From “Caddyshack” to Pebble Beach Penthouse

(originally published February 14, 2011)

Let’s get it out of the way at the start:

Cinderella story.  Outta nowhere.  A former greenskeeper, now about to become the Masters champion.  It looks like a mirac – It’s in the hole! It’s in the hole!

Bill Murray after winning the Pro-Am at Pebble Beach

And so it was, except for the greenskeeper and Masters champion parts.

D. A. Points, a thirty-four-year-old veteran of the Nationwide Tour with just nine top tens in his 127 previous PGA Tour events, won the AT&T Pebble Beach National Pro-Am on Sunday.  His first Tour victory came in large part thanks to an eagle 3 on the par-five 14th, when his outstanding – if not quite mirac –gap wedge from 107 yards hit the fringe, rolled, and went directly into the hole.

His pro-am partner, Bill Murray, joined Points in a celebratory chest bump so dreadful they should have been called for traveling.  It was a moment right out of the stoned imagination of a grubby greenskeeper smashing his way through a flowerbed with weed-wacker in hand.

Earlier in the day, at the Omega Dubai Desert Classic, long-hitting Spaniard Alvaro Quiros had a mirac of his own, the “three-quarter wedge” he said he hit at the 161-yard 11th that landed soft, released, and curled into the hole.  The eagle, his second of the round, helped him overcome a triple-bogey 7 on the 8th hole — earned when his tee shot landed in a bush and his recovery got stuck in a palm tree – and he held on for a one-shot victory.

While Lee Westwood, Sergio Garcia, Rory McIlroy, and Other Notables including Tiger Woods were fading on Sunday in Dubai, the team of Points and Murray was locking down the most unlikely win of the year.  It was the first time the two had played together, nineteen years after Murray first brought his peculiar talents to the former Crosby Clambake.

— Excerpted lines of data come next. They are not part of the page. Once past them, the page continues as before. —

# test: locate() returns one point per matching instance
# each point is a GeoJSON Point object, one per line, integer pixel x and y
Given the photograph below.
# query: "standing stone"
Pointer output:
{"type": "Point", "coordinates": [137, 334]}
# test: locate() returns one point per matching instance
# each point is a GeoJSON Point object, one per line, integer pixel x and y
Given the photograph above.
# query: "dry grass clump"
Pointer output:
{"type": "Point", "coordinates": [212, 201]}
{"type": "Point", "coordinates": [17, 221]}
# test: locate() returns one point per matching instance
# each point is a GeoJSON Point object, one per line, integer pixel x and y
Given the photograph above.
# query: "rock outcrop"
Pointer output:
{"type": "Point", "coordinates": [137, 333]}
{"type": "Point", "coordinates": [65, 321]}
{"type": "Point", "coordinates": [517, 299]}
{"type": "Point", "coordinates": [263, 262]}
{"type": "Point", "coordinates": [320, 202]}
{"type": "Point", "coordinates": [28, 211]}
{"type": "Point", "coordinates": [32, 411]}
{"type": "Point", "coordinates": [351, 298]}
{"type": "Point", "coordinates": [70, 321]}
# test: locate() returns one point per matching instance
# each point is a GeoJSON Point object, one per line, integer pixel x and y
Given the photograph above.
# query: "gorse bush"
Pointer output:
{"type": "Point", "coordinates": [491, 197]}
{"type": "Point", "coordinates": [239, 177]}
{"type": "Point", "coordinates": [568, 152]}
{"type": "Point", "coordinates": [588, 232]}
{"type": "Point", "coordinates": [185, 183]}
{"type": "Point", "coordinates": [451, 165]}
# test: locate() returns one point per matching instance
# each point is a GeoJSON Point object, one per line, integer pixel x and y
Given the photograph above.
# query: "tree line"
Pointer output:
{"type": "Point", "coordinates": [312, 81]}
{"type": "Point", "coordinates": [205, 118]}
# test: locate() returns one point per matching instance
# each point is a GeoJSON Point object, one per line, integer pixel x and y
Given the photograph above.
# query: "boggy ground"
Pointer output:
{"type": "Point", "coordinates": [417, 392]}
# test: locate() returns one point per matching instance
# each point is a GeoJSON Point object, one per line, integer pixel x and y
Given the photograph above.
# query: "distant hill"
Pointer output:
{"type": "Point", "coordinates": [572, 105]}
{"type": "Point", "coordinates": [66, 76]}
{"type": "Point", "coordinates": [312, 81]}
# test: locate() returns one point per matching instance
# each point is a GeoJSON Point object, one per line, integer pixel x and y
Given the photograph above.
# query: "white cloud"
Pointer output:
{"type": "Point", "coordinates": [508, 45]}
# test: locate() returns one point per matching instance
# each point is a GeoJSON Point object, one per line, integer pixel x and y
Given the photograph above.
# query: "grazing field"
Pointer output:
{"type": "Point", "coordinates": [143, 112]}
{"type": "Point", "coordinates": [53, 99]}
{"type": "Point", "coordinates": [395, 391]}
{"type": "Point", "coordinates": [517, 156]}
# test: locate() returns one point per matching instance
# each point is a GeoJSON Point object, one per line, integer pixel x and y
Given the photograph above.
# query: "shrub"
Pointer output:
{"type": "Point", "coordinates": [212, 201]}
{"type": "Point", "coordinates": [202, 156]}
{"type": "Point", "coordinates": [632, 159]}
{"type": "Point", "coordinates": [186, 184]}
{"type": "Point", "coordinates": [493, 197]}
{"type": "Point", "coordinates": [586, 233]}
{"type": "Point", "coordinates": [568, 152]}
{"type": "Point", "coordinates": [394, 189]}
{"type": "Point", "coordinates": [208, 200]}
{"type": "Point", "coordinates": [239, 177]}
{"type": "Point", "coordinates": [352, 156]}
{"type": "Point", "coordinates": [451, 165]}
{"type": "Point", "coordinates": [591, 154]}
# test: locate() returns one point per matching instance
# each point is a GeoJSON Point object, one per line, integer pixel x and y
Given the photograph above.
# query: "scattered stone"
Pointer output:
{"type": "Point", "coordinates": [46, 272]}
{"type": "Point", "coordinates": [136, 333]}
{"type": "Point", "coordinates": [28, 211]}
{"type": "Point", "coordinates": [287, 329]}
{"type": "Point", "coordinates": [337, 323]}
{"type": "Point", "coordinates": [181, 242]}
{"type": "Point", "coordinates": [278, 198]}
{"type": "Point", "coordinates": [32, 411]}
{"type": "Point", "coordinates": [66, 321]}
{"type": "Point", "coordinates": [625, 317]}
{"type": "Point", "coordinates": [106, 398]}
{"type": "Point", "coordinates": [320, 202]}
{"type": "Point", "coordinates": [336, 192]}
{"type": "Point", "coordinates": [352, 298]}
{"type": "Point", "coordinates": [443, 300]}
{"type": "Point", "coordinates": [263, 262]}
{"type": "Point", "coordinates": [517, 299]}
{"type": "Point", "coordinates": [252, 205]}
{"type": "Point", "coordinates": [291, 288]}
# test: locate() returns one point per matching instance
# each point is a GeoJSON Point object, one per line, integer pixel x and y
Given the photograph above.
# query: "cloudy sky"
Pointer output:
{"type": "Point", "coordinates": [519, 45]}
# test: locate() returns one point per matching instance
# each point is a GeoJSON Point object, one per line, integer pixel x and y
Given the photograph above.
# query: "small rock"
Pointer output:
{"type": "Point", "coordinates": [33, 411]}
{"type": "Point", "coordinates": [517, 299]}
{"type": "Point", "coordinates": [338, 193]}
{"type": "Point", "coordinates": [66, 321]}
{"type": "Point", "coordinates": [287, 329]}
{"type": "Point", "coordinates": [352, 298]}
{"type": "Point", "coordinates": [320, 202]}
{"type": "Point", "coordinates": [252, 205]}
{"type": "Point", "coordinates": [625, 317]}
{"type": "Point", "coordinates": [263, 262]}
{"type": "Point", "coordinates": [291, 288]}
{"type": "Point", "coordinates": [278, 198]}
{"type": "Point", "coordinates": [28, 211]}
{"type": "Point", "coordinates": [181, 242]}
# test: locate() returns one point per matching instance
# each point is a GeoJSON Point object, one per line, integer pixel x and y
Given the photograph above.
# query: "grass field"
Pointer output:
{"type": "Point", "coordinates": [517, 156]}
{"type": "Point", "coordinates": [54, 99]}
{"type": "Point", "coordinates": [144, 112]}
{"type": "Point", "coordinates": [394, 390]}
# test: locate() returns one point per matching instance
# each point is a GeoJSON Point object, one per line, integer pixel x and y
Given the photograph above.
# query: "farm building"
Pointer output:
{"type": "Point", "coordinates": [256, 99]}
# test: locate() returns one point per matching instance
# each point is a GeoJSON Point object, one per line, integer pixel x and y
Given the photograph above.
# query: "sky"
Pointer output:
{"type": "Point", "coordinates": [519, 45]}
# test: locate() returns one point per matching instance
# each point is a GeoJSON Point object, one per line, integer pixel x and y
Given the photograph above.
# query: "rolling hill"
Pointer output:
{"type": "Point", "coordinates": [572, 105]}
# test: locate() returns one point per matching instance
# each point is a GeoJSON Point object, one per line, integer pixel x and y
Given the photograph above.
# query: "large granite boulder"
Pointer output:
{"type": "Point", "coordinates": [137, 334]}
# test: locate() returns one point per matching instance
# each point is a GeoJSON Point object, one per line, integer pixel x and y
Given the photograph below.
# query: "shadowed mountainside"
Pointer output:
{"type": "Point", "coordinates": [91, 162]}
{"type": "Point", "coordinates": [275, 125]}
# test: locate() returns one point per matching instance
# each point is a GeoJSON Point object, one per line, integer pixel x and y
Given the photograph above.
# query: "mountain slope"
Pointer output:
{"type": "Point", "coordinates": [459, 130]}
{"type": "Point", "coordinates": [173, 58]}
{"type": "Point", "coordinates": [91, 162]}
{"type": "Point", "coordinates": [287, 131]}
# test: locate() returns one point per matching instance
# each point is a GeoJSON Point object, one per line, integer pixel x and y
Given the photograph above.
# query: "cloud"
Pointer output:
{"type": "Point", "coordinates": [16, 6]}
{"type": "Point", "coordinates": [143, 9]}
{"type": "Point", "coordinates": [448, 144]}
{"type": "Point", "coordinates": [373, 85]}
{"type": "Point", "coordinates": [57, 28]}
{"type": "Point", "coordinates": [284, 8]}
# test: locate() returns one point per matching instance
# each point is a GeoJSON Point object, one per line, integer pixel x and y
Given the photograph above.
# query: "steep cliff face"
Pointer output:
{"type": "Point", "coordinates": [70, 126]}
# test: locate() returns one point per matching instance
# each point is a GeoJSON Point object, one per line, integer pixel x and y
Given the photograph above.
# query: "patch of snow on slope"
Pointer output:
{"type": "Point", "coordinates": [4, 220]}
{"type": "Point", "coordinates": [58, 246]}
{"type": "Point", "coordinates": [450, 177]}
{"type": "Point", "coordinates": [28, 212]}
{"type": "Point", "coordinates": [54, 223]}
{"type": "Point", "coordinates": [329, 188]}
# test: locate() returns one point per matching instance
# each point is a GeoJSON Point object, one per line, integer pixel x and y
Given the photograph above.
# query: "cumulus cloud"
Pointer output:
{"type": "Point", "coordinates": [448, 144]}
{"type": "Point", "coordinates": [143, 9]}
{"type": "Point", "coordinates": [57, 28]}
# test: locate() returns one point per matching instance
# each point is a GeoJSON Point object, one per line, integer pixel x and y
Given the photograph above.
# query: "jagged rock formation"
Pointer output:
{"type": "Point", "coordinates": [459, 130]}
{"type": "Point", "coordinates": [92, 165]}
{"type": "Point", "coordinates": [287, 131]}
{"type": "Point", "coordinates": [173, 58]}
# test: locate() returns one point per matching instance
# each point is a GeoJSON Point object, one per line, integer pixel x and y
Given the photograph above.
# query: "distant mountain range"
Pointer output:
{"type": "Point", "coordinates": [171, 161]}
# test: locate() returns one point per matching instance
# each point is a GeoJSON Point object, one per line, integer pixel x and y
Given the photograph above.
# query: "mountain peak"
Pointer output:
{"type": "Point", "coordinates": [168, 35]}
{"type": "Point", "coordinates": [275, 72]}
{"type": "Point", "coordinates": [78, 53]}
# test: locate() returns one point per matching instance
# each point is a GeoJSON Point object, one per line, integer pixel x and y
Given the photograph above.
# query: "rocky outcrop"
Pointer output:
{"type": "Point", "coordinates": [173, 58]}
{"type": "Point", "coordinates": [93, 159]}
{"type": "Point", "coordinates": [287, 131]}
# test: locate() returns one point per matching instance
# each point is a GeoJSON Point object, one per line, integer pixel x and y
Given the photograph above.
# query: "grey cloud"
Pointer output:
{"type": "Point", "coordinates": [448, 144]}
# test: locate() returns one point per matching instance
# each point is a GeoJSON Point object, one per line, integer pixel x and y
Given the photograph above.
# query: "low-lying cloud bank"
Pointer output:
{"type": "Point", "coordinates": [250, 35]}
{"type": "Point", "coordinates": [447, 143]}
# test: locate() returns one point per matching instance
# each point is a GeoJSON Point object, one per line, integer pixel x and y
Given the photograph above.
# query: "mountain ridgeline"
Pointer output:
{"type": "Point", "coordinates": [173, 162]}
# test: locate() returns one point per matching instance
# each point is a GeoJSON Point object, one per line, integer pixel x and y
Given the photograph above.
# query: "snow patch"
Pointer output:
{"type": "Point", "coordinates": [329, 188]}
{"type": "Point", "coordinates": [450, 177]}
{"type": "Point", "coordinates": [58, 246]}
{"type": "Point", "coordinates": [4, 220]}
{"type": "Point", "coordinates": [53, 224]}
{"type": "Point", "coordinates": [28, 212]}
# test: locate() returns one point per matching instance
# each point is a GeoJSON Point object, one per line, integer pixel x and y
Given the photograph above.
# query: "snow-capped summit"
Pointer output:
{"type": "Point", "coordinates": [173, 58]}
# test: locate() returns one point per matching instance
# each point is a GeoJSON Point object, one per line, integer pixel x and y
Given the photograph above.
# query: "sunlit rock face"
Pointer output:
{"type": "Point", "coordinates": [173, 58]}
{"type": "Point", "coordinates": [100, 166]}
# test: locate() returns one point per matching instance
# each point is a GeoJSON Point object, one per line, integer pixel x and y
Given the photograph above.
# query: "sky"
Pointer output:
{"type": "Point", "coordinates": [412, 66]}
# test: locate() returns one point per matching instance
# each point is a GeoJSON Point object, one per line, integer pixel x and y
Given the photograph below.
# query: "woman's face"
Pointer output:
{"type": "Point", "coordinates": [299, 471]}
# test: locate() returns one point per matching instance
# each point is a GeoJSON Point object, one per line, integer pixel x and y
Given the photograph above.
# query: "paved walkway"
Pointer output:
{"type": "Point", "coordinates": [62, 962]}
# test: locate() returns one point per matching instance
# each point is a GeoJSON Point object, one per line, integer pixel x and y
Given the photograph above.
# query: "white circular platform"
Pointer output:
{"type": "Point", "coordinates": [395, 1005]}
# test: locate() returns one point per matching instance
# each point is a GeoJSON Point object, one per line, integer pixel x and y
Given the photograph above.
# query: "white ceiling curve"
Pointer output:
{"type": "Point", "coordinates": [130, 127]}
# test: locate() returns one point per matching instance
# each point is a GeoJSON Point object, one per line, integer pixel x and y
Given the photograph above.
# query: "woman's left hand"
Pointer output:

The old Pebble Beach pro-am was Bing Crosby’s gathering of his A-list friends with the PGA Tour’s best.  In the days before People and E!, the tournament provided a rare glimpse of movie and sports stars being themselves.  But as the years went by, the entertainment end became strained and the celebrity factor diminished considerably.  Bill Murray became virtually the only figure who could be counted on for on-course comedy, whether in the form of unfortunate headgear, cracks to the gallery, or dancing with a spectator through a sand trap.

“Everybody all week kept saying, well, you got the short end of the stick,” Points said after the tournament.  “I kept thinking, you know, why does everybody get so worked up thinking he’s this big distraction?… (H)e just seemed to have fun and he taught me to go ahead and have a little more fun, and in turn it distracted me from trying so hard.”

Points mentioned a moment in the final round when Murray’s presence proved a vital difference for him.  After his eagle on 14 and a birdie on 15 that followed a duck-hooked drive that nearly wound up out of bounds, Points was in unfamiliar territory, leading a PGA Tour event as he played the closing holes.

On the 16th green, facing a tricky four- or five-footer for par, Points heard his caddie ask him how he was doing.  “Not very good,” the leader replied honestly.  After marking his ball, Points looked over and saw Murray about to putt for par from the edge of the green.  Echoing Murray’s words on several occasions in the first three rounds, Points called out loudly, “You know, Bill, the crowd would really enjoy it if you would make this putt.”  The gallery laughed, and Murray hit a great forty-footer that nearly went in; pulling for his partner took Points away from his nervousness, and he calmly stroked his par putt into the cup.

When it was all over, and the team’s victory was assured along with the individual one, Murray joked about his contribution – “I knew the only chance D.A. had to win was if we could make it through the entire week without me asking him what the initials D.A. stood for, and I didn’t, and he’s the champion” – but he also turned thoughtful and reflective.

“When [he and Points] first met, I said, well, my goal when I play is I like to have the most fun and win,” Murray noted.  “And he said, ‘Those two things usually go together.’  And I thought, that’s about as solid an endorsement of where we’re going this week as I could have gotten…

“We sort of pulled away a little bit… and I thought, well, we have a lot of holes, I don’t even have to think about that.  But really I was just thinking about Knucklehead here [indicating Points]. I just thought, if I could not screw this up for him, that would be great.  And if I don’t screw it up – it’s sort of like the acting that I was taught, which was if you make the other person look good, you don’t have to worry about yourself.”

The win puts D. A. Points into the Masters for the first time.  He acknowledged he’s never played Augusta National, but his playing partner summed it up for him: “Really good food.  The course is okay.  But the food is unbelievable.”

Cinderella lived happily ever after.  The clock strikes midnight, but this story’s not over yet.